The coronavirus outbreak is triggering an economic recession far deeper than the one that followed the 2008 banking crash. Chunks of the money mountains are breaking off and sliding into an abyss.
While we struggle to get used to the lockdown, worrying about friends, family and vulnerable people in our communities, the flesh-eating hyenas who control the world economy are struggling to protect their fortunes.
Here is a quick summary of the way it looks today in the Financial Times. (I’ve included links to the articles, although many are behind paywalls – sorry for that!)
Forecasts of economic recession. Macquarie bank, in a note to investors, said:
The global economy is in deep recession. […] Quantifying the magnitude of the near-term hit with any certainty is not possible [but] the partial data to February show that the hit to China is without precedent.

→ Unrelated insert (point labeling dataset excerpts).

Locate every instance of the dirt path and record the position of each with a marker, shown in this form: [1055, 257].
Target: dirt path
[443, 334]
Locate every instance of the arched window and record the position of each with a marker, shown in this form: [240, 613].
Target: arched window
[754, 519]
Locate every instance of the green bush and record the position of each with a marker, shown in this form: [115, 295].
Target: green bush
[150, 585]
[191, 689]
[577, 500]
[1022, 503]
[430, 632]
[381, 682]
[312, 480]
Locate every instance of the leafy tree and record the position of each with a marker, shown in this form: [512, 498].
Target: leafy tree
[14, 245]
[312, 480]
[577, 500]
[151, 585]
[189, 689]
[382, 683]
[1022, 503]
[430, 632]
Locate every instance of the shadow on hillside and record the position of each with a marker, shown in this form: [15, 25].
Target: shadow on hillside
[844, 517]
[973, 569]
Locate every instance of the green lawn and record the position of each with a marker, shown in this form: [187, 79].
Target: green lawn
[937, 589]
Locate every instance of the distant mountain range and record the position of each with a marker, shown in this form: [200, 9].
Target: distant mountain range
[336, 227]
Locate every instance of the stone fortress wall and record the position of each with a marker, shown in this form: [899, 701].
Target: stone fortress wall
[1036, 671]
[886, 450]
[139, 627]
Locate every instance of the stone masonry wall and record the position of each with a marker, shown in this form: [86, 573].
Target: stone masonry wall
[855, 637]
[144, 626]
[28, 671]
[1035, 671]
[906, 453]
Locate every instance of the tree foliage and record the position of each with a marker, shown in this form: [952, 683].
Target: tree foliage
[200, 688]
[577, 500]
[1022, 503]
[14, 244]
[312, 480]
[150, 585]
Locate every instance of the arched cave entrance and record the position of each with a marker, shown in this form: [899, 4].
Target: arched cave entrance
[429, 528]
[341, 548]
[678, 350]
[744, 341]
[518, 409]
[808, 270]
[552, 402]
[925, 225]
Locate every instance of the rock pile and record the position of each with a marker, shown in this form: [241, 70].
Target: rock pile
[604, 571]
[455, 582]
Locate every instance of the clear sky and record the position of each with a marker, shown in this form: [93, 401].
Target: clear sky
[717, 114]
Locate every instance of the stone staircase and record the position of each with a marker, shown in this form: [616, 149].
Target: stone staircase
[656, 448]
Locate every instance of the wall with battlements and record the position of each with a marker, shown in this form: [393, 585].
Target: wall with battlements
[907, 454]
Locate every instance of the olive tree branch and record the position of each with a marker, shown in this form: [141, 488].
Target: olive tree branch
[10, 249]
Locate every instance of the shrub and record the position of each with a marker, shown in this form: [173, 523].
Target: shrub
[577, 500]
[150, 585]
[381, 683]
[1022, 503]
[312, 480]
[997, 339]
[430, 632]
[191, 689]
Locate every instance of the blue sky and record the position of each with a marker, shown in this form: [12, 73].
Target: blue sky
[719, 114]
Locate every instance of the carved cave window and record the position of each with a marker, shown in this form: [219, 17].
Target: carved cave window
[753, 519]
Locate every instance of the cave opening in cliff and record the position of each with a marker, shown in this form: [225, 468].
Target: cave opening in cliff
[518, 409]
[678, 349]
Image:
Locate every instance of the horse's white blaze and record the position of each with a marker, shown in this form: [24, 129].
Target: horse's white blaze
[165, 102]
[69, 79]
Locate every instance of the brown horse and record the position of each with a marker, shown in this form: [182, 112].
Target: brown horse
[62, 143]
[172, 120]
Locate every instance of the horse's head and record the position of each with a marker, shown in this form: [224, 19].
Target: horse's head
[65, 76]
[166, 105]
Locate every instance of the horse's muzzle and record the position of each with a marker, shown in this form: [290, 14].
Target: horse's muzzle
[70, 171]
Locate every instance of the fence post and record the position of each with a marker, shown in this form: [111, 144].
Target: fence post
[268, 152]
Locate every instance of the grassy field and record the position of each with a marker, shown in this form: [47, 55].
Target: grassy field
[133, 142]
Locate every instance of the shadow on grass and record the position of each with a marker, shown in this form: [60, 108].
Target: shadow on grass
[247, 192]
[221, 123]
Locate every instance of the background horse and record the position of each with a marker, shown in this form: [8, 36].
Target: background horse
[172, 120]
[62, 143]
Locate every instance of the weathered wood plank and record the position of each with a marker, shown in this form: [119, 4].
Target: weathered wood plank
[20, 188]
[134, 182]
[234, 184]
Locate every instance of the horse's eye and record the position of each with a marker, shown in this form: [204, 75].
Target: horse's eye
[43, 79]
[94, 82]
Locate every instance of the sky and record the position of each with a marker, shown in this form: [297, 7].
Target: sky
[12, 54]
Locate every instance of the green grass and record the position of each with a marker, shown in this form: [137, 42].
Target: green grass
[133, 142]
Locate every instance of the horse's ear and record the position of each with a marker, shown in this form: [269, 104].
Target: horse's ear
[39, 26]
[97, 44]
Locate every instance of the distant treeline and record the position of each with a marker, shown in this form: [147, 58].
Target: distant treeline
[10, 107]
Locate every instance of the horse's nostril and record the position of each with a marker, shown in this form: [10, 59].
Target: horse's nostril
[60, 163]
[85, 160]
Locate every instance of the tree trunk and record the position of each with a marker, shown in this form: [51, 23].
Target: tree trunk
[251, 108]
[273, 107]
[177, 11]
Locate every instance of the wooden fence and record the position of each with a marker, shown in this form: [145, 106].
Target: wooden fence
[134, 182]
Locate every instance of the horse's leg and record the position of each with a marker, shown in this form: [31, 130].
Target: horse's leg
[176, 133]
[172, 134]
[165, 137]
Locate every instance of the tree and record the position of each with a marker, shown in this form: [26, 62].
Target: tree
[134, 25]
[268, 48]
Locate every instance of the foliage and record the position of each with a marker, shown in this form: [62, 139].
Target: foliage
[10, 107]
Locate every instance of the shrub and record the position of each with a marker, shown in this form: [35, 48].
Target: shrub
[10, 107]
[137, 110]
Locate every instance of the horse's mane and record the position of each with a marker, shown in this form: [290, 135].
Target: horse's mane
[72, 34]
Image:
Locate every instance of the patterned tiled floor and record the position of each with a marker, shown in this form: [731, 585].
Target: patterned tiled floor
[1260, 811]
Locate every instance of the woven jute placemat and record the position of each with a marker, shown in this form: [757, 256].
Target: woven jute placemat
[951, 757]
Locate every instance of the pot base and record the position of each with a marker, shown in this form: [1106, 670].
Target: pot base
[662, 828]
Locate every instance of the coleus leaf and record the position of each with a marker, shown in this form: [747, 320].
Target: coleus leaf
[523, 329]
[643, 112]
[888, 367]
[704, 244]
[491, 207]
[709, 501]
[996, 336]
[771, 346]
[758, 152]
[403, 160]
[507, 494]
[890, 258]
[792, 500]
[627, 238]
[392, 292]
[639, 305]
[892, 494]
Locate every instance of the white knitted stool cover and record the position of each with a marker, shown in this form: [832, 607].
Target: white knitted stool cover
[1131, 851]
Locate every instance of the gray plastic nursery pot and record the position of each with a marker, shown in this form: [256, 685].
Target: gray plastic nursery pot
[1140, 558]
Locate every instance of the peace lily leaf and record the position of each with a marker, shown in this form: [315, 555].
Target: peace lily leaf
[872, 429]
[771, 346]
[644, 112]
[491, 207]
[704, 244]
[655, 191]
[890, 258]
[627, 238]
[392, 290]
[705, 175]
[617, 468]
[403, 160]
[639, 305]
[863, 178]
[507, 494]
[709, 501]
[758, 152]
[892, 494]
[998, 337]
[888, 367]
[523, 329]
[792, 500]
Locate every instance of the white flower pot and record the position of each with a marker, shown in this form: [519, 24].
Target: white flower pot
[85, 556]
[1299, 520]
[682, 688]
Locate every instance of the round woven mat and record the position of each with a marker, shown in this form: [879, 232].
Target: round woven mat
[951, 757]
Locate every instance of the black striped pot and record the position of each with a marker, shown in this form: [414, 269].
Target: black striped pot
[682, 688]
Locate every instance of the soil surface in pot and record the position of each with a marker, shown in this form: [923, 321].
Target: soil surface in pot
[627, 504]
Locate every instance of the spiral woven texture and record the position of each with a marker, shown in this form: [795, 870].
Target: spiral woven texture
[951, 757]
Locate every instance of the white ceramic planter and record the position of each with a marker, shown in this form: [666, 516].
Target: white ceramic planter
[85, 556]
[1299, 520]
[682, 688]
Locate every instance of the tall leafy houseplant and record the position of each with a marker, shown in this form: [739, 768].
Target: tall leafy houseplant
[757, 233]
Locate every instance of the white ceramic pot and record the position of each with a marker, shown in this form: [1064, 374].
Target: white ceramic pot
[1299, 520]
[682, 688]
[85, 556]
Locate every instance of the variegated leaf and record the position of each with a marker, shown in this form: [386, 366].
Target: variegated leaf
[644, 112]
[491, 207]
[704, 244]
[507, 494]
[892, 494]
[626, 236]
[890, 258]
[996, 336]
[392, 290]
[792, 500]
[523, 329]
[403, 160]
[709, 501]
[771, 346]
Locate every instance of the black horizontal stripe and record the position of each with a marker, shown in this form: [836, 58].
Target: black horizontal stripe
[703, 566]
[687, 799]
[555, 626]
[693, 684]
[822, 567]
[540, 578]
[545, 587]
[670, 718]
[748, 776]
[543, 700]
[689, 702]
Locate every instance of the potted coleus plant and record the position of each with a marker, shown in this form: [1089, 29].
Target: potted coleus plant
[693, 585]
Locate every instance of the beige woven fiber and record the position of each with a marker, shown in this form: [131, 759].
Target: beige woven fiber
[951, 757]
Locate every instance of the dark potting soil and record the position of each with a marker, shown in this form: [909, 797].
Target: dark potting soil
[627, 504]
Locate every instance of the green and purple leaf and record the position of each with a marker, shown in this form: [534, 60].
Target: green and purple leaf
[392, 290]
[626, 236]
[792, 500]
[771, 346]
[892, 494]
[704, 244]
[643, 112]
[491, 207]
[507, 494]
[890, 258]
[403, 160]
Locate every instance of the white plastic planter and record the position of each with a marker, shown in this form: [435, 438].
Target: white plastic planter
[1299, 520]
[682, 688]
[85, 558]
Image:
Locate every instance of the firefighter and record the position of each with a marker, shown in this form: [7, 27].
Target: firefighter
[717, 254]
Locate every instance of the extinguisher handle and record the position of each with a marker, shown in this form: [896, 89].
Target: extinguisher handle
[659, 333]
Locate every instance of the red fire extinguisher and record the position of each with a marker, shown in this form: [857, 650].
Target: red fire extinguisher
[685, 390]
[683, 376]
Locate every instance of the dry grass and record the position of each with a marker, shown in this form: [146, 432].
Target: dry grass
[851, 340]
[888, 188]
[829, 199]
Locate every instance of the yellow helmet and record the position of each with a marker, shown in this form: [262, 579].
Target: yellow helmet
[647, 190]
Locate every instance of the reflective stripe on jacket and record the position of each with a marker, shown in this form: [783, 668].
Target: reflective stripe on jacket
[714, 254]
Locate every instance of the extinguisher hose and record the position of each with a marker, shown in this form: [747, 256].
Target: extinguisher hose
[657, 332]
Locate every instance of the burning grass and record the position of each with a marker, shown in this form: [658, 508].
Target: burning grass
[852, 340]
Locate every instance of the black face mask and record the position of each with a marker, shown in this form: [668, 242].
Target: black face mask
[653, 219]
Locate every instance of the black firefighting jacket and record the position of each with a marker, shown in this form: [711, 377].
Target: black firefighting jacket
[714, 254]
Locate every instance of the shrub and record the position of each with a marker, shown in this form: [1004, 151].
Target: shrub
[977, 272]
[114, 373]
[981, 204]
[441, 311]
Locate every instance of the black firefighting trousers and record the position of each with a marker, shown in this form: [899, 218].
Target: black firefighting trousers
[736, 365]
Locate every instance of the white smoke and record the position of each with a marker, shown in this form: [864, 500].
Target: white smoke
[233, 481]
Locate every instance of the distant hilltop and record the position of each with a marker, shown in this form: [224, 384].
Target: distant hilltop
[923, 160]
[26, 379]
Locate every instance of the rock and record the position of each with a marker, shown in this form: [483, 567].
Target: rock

Macquarie’s models suggest that the Chinese economy probably fell by 20% (seasonally adjusted annual rate or SAAR) in the first quarter of the year, and that the rest of the
world economy will sink by 15% SAAR in the second quarter – that is, “the worst quarterly contraction in the modern era”, compared to “the weakest quarter during the Great Recession” of about minus 9% SAAR.
The shock in the second quarter is likely to be broadly spread across the major advanced economies, with differences likely drive by the respective stimulus packages and government approaches to containment.
Another note, from Morgan Stanley, focuses on how its clients can profit from the recovery, once it starts:
While it’s not possible to call an absolute bottom with precision, we think it’s close on many metrics. […] Aggressive monetary and fiscal policy measures, degrossing to date, and optimism about the impact of social distancing have us leaning more positive. Even in the worst possible outcome – a depression – there is historical precedent (1930) to think we can rally sharply from the recent downturn.
In the US, for the second quarter of the year, Morgan Stanley forecasts a 30% drop in Gross Domestic Product (GDP); Goldman Sachs reckons it will be 24%.